Por: Rodrigo Fonseca | Especial para o Correio da Manhã

Mulher-Maravilha em muitos quadrados

Enquanto o mercado editorial se aquece com foco nas aventuras antissexistas da Princesa das Amazonas, a TV aberta brasileira tem um encontro marcado, esta noite com a mais aclamada das super-heroínas sendo vivida pelaisraelense Gal Gadot | Foto: Divulgação

Em pleno apagar das luzes de 2023, a Panini Comics anunciou a publicação de um tijolaço com a saga de reinvenção da Mulher-Maravilha escrita por George Pérez (1954-2022), quadrinista nova-iorquino de origem porto-riquenha que reinventou a personagem - e outros tantos - com sua mirada antissexista.

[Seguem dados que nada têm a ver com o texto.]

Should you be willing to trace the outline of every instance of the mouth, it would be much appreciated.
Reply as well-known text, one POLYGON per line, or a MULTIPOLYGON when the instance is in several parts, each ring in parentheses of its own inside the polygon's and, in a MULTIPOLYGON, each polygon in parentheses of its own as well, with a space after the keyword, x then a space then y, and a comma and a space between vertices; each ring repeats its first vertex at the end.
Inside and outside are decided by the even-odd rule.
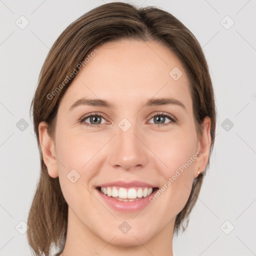
POLYGON ((124 202, 142 200, 159 189, 152 187, 122 188, 120 186, 98 186, 100 193, 118 201, 124 202))

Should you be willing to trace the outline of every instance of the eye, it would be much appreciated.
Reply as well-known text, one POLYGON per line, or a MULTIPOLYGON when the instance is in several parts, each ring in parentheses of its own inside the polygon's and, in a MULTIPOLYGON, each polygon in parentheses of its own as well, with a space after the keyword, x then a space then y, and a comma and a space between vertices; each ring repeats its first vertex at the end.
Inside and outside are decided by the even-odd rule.
MULTIPOLYGON (((90 127, 96 128, 100 124, 100 124, 102 119, 104 120, 102 114, 98 113, 90 113, 86 116, 82 116, 80 120, 80 124, 82 123, 86 126, 90 127), (88 120, 88 121, 86 122, 87 120, 88 120)), ((104 124, 106 124, 106 122, 104 124)))
POLYGON ((176 122, 177 120, 176 118, 172 114, 164 112, 158 112, 156 114, 150 118, 150 120, 152 118, 153 118, 153 122, 156 122, 156 124, 156 124, 158 126, 170 124, 172 123, 176 122), (170 120, 170 122, 166 123, 166 118, 170 120))

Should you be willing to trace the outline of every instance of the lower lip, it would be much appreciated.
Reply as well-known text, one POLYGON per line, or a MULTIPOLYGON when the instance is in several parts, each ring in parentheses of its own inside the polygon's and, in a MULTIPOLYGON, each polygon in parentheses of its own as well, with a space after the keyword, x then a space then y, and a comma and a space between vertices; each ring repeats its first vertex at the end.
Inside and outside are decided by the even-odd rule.
POLYGON ((108 196, 104 194, 98 189, 96 189, 100 194, 100 196, 104 199, 106 202, 112 208, 120 212, 136 212, 140 210, 148 205, 150 201, 150 197, 154 196, 156 192, 158 190, 156 190, 152 193, 146 196, 146 198, 142 198, 142 199, 132 202, 124 202, 120 201, 112 196, 108 196))

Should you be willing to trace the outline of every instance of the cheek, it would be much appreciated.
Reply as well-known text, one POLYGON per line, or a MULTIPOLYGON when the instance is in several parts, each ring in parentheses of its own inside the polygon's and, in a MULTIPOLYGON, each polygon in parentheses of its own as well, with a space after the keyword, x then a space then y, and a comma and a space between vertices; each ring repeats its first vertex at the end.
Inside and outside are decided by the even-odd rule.
POLYGON ((158 151, 155 148, 160 152, 159 155, 165 164, 158 169, 163 178, 160 188, 162 192, 159 192, 159 198, 161 198, 158 202, 168 202, 162 212, 166 218, 170 218, 174 214, 174 216, 182 210, 190 193, 194 165, 198 156, 196 133, 190 130, 179 135, 166 136, 162 149, 159 148, 158 151))

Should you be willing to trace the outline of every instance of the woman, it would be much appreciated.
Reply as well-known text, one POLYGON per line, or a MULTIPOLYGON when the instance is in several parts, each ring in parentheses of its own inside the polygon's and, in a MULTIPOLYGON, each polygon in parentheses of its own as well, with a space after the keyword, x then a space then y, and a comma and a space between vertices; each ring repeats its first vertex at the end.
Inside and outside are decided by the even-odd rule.
POLYGON ((170 255, 214 142, 206 62, 160 8, 112 2, 52 48, 32 104, 41 172, 28 218, 36 255, 170 255))

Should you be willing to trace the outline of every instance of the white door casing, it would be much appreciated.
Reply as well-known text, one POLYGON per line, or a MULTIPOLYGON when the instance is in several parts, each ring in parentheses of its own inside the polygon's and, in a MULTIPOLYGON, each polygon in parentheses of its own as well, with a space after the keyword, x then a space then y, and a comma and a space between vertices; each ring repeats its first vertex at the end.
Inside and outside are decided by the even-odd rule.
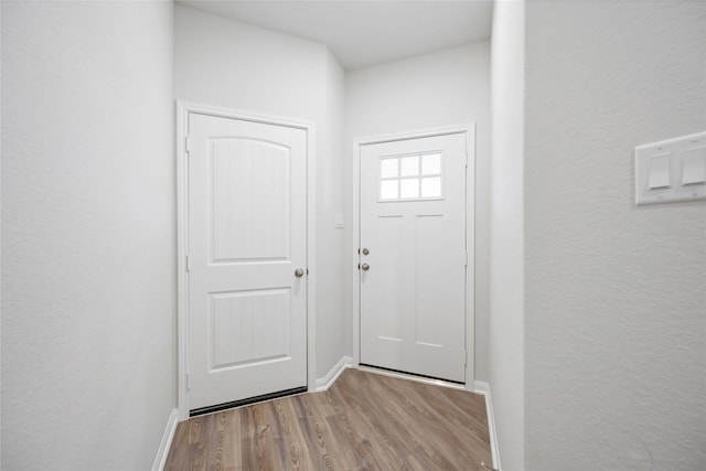
POLYGON ((188 409, 306 387, 308 129, 185 116, 188 409))
POLYGON ((472 383, 469 133, 360 144, 361 364, 472 383))

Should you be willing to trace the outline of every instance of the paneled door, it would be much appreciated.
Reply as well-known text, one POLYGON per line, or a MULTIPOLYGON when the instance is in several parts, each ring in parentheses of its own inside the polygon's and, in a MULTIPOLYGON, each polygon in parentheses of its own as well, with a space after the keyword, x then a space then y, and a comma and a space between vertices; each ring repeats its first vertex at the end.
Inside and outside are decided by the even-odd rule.
POLYGON ((189 114, 192 413, 307 386, 307 130, 189 114))
POLYGON ((464 383, 467 133, 360 149, 360 362, 464 383))

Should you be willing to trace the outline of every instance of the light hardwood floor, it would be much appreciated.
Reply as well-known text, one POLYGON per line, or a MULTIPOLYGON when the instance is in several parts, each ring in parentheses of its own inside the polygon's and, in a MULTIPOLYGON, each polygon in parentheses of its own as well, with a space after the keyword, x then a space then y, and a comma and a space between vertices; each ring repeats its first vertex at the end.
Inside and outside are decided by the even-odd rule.
POLYGON ((484 397, 346 370, 324 393, 179 424, 165 470, 464 470, 491 462, 484 397))

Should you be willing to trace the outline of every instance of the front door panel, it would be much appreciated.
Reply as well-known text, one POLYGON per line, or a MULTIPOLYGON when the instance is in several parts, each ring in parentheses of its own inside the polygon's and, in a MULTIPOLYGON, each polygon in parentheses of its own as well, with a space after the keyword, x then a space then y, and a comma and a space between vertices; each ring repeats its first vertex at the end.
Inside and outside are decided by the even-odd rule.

Para janeiro, a editora promete o lançamento do especial "Evolução", no qual a heroína combate alienígenas, num jogo mortífero, idealizada por uma equipe de artistas que reúne Mike Hawthorne, Stefano Raffaele e Stephanie Phillips.

Está marcada para março a chegada ao Brasil de "A Saga da Mulher-Maravilha", que revê tramas revolucionárias escritas e desenhadas por John Byrne (de "Tropa Alfa").

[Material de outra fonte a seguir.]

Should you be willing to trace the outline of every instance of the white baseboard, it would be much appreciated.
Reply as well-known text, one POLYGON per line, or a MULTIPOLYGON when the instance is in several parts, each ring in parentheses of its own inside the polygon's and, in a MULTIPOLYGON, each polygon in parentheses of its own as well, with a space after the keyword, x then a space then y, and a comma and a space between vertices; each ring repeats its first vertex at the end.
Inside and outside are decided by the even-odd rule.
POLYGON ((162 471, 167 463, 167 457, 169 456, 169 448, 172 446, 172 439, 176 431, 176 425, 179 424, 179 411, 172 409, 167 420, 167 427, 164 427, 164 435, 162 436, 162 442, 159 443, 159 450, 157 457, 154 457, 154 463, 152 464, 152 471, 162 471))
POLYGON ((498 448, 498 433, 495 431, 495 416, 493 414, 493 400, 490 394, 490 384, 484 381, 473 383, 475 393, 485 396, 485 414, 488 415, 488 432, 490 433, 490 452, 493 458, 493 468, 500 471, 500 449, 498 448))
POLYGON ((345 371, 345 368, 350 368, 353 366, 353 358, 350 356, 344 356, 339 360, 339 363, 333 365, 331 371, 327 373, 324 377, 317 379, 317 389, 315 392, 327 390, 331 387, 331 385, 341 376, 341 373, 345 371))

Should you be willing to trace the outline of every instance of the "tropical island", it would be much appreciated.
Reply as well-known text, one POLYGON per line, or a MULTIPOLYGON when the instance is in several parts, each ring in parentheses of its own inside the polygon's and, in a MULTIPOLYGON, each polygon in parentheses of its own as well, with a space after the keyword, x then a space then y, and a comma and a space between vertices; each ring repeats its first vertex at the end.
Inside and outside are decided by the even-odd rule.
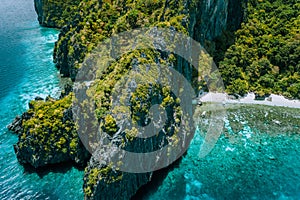
MULTIPOLYGON (((29 110, 16 118, 9 127, 18 134, 14 149, 20 163, 35 168, 64 162, 84 166, 86 199, 130 199, 153 176, 152 172, 118 171, 108 163, 99 162, 77 134, 78 126, 72 115, 72 81, 76 80, 86 55, 113 34, 143 27, 174 29, 189 35, 208 51, 220 70, 226 93, 244 96, 253 92, 257 98, 270 94, 300 98, 300 3, 297 0, 35 0, 35 8, 42 26, 60 29, 54 62, 60 74, 71 83, 65 85, 59 99, 36 98, 30 102, 29 110)), ((199 80, 198 74, 178 55, 158 50, 147 51, 147 56, 144 53, 134 50, 122 55, 96 79, 95 116, 103 132, 111 138, 119 127, 119 121, 110 113, 112 89, 121 76, 132 70, 134 60, 139 64, 172 65, 189 77, 196 92, 208 90, 205 79, 200 83, 195 81, 199 80)), ((166 87, 138 85, 133 95, 131 112, 138 124, 146 123, 145 116, 151 106, 147 102, 163 105, 168 111, 168 127, 177 126, 184 117, 178 114, 179 103, 166 87)), ((209 115, 210 111, 205 112, 209 115)), ((297 117, 294 121, 297 122, 297 117)), ((133 130, 121 135, 121 140, 120 145, 137 152, 154 148, 136 139, 133 130)), ((156 144, 156 140, 162 138, 149 143, 156 144)))

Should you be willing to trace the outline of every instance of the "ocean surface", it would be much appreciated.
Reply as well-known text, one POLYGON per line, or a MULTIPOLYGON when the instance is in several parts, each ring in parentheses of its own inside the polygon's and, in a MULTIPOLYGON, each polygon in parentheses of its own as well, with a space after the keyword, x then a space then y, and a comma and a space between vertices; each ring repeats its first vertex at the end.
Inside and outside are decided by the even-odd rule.
MULTIPOLYGON (((34 97, 59 94, 52 63, 58 31, 40 27, 36 18, 33 0, 1 1, 0 199, 83 199, 83 171, 24 168, 13 151, 17 136, 6 129, 34 97)), ((181 162, 153 178, 137 199, 300 199, 300 112, 264 109, 233 110, 205 158, 198 156, 207 125, 202 119, 181 162), (274 113, 278 119, 268 118, 274 113)))
POLYGON ((52 63, 58 31, 39 26, 33 2, 0 4, 0 199, 83 199, 82 171, 24 169, 13 150, 17 136, 6 129, 35 96, 59 94, 52 63))

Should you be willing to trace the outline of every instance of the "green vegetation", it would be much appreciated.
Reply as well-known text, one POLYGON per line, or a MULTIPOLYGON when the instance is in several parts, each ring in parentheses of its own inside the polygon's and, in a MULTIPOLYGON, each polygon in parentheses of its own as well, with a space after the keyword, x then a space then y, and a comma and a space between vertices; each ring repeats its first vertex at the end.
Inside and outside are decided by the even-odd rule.
POLYGON ((35 9, 41 25, 61 28, 74 18, 79 3, 80 0, 35 0, 35 9))
POLYGON ((300 2, 252 0, 247 12, 220 62, 227 91, 300 98, 300 2))
POLYGON ((84 164, 87 152, 72 120, 71 103, 72 95, 57 101, 31 101, 28 113, 32 117, 22 122, 24 132, 19 135, 18 156, 30 156, 27 162, 36 167, 67 160, 84 164))
MULTIPOLYGON (((198 4, 200 3, 196 0, 66 2, 48 0, 44 4, 42 17, 48 26, 66 25, 62 28, 55 45, 54 61, 64 76, 75 80, 86 55, 91 53, 99 42, 110 38, 112 34, 154 26, 172 27, 181 33, 191 33, 194 30, 189 30, 191 19, 189 9, 198 4)), ((218 64, 229 93, 243 95, 254 91, 264 96, 274 92, 300 98, 299 10, 300 3, 297 0, 250 0, 248 2, 247 19, 236 32, 234 44, 225 55, 220 51, 225 50, 226 45, 217 44, 219 49, 216 49, 218 54, 216 60, 220 61, 218 64)), ((232 39, 231 37, 231 34, 226 32, 224 38, 220 40, 232 39)), ((210 57, 204 57, 200 64, 204 65, 210 60, 210 57)), ((119 130, 118 114, 121 115, 128 109, 117 107, 111 110, 113 88, 124 75, 132 71, 133 61, 141 66, 151 63, 175 66, 180 68, 179 71, 184 71, 188 67, 185 66, 187 63, 174 54, 143 49, 128 52, 117 58, 115 62, 110 62, 107 69, 97 72, 97 79, 87 91, 87 95, 88 93, 93 95, 91 98, 96 107, 97 121, 101 124, 102 130, 110 136, 119 130)), ((139 68, 139 70, 145 69, 139 68)), ((160 70, 152 75, 158 76, 169 72, 167 69, 160 70)), ((193 76, 198 77, 198 74, 193 76)), ((201 84, 204 84, 204 77, 201 78, 201 84)), ((129 111, 133 122, 142 126, 147 125, 150 107, 153 104, 160 104, 160 107, 167 111, 165 132, 174 135, 172 141, 175 144, 179 141, 179 138, 176 138, 176 126, 184 118, 179 105, 180 100, 172 94, 168 86, 162 87, 156 84, 151 77, 148 81, 138 83, 136 90, 131 93, 129 111)), ((198 80, 192 81, 198 82, 198 80)), ((24 133, 19 136, 17 144, 19 152, 29 152, 28 155, 34 159, 43 157, 48 163, 59 160, 58 157, 76 162, 83 160, 80 156, 86 154, 82 153, 82 144, 77 136, 74 122, 69 116, 71 101, 70 94, 60 100, 32 102, 28 112, 33 116, 23 121, 24 133)), ((138 130, 135 128, 127 130, 122 136, 120 145, 130 148, 129 146, 135 142, 137 133, 138 130)), ((22 156, 26 157, 25 153, 19 155, 22 156)), ((94 194, 98 182, 102 181, 105 184, 118 182, 121 181, 122 175, 123 173, 115 172, 109 165, 90 164, 86 168, 85 175, 86 196, 90 197, 94 194)))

Mas enquanto o mercado editorial se aquece com foco nas aventuras antissexistas da Princesa das Amazonas, a TV aberta brasileira tem um encontro marcado, esta noite, às 22h25, na grade da Globo, com a mais aclamada das super-heroínas.

Logo após a novela "Terra e Paixão, a emissora carioca exibe "Wonder Woman 1984", um dos títulos de maior destaque do primeiro ano da pandemia, 2020, que sofreu o impacto da covid-19 em suas plateias. Apesar disso, o Tempo refez a relevância da produção, que chega hoje ao canal de televisão de maior popularidade do país, em versão dublada. Flávia Saddy é a voz dela em versão brasileira.

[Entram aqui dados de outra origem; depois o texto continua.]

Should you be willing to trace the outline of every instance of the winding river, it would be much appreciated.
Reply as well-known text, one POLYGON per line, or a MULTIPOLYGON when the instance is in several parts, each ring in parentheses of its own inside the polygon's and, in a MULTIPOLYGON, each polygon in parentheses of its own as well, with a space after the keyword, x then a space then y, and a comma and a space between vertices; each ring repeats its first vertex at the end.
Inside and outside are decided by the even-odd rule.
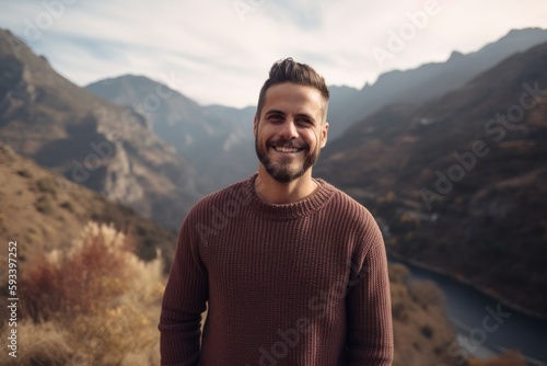
POLYGON ((511 309, 451 277, 404 264, 410 270, 410 279, 433 281, 444 293, 449 320, 459 343, 459 347, 447 350, 449 355, 457 358, 469 353, 487 358, 505 350, 515 350, 527 365, 547 366, 546 320, 511 309))

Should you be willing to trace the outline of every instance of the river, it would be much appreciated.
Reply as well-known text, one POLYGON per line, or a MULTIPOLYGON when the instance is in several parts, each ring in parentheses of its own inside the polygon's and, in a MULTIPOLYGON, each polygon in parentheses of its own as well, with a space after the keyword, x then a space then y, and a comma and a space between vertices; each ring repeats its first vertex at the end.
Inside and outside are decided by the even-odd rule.
POLYGON ((430 279, 443 290, 449 320, 456 330, 459 345, 467 352, 487 358, 504 350, 515 350, 527 365, 547 366, 546 320, 511 309, 451 277, 404 264, 410 270, 410 279, 430 279))

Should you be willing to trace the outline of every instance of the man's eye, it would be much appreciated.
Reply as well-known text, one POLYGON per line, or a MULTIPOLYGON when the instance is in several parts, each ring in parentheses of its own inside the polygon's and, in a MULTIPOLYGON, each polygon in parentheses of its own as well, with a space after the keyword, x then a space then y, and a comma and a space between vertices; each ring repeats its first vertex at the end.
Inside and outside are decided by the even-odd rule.
POLYGON ((270 114, 268 116, 268 121, 271 121, 271 122, 280 122, 280 121, 283 121, 283 116, 280 115, 280 114, 270 114))
POLYGON ((313 125, 312 121, 309 118, 300 118, 298 119, 299 125, 301 126, 311 126, 313 125))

Com uma bilheteria de US$ 169 milhões no currículo, "Mulher-Maravilha 1984" é uma finíssima alegoria política em sua reflexão sobre a gênese de figuras como Donald Trump: magnatas que encontram no exercício do Poder uma satisfação de sua libido de comando. Esse é o lugar simbólico ocupado pelo vilão Maxwell Lord, empresário que sempre se apresenta como uma estrela da TV e vai, minuto a minuto, depurando sua sordidez em prol de um projeto de controle, sem perder um quinhão de humanidade em sua relação com o filho. Na trama, ambientada na década de 1980, ele se apossa de um minério mágico, capaz de realizar as vontades alheias, roubando as forças e certas virtudes de quem atende, abrindo um desequilíbrio global que só a Princesa das Amazonas (Gal Gadot, uma piscina olímpica de carisma) pode deter. Todo o tempo, Diana arrasta um fardo em relação ao conceito de "verdade", em função de um erro que cometeu na infância, e Lord se põe diante dele como sendo alguém que traduz o oposto da veracidade, ao vender ilusões, ao apostar na mentira. A monumental atuação do chileno Pedro Pascal já garantiria à figura uma potência humanista tridimensional. Mas há na direção de Patty Jenkins - que também dirigiu o "Wonder Woman" original, de 2017, e volta mais requintada agora, em sua depuração formal - um esforço de se abrir diferentes dimensões de caráter e afeto em todos os personagens.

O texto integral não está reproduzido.